On Monday, I got up on "the wrong side of the bed" and felt irritable much of the day. I am proud of two items:

One, I very carefully kept following the "I can only change myself" mantra, and every time I felt my irritable rancor coming to the surface, I thought through my emotions and my feelings and compared them to the reality of the day... it was a nice day... I need not let my emotions get the best of me... and I wanted to treat those I loved in a way that let them know I loved them. It took a fair amount of time to work though the thoughts and feelings several times through the day, but I *DID* have the success I wanted. I was able to successfully turn my feelings around several times and focus on things that were good and grand about the day, and also work on nourishing my love for my family.
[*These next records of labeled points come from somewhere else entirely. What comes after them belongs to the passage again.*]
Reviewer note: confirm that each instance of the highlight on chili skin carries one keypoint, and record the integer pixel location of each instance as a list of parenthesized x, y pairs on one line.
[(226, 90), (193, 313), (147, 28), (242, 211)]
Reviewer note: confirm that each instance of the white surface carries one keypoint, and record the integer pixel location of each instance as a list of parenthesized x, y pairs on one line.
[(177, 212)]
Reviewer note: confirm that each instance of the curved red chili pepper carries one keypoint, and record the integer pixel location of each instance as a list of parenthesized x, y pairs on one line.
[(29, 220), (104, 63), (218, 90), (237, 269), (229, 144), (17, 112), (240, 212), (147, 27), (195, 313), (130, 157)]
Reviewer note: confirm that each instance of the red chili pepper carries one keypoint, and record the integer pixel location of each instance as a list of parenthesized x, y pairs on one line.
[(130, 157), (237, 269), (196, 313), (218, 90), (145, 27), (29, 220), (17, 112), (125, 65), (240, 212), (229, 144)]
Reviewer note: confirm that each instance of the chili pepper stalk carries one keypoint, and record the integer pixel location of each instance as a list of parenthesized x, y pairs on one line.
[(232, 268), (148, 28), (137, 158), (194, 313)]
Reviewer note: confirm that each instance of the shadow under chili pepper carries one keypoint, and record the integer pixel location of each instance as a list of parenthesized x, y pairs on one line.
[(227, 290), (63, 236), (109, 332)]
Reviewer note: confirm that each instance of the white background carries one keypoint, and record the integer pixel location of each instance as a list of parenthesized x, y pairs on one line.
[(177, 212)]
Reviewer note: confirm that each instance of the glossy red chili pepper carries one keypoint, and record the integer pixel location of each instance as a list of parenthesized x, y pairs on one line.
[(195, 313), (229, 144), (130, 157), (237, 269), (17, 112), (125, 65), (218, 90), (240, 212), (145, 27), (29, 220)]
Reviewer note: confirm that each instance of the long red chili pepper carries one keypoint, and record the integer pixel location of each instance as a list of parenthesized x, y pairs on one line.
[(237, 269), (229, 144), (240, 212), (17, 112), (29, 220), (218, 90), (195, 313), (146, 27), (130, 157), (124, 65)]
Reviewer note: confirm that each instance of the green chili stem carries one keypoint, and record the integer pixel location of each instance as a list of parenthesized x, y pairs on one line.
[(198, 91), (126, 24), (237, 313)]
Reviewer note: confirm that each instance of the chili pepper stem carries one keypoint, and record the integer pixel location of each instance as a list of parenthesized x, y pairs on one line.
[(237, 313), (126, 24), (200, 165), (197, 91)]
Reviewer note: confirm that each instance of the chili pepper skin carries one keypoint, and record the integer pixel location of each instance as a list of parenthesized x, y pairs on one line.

Two, I spent some time analyzing why I felt so "irratable". After examining several different causes, many of which were red herrings, I came to the conclusion that my grouchy state was a result of a combination of a) having sore muscles from some physical exhertion the day before that was not a part of my normal routine and more importantly b) the shortening lenght of daylight had started to have its effect upon me. I already have known about myself for many, many years, that I have a hellacious time awakening in the morning when there is not natural light. As we work our way into fall and winter, the normal time when I want to arise (roughly 6am or 6:30am) is now dark, whereas in the spring and summer it is often very bright. This difficulty is perhaps a minor rendition of Seasonal Affective Disorder (SAD) and I suspect many in my region suffer from this malady. The way I fix this and have done so for at least a decade or more is that I turn on all the lights in the bedroom roughly 1-2 hours before I get up. You might find this odd, that this artificial sunlight would make any difference, but it does. And this effect is rooted in very sound science... namely that light will stimulate the pineal gland in the brain.... the gland that is a part of the control system for the sleep cycle.

I am going to figure out the best and least intrusive way to accomplish the necessary additional light that I can.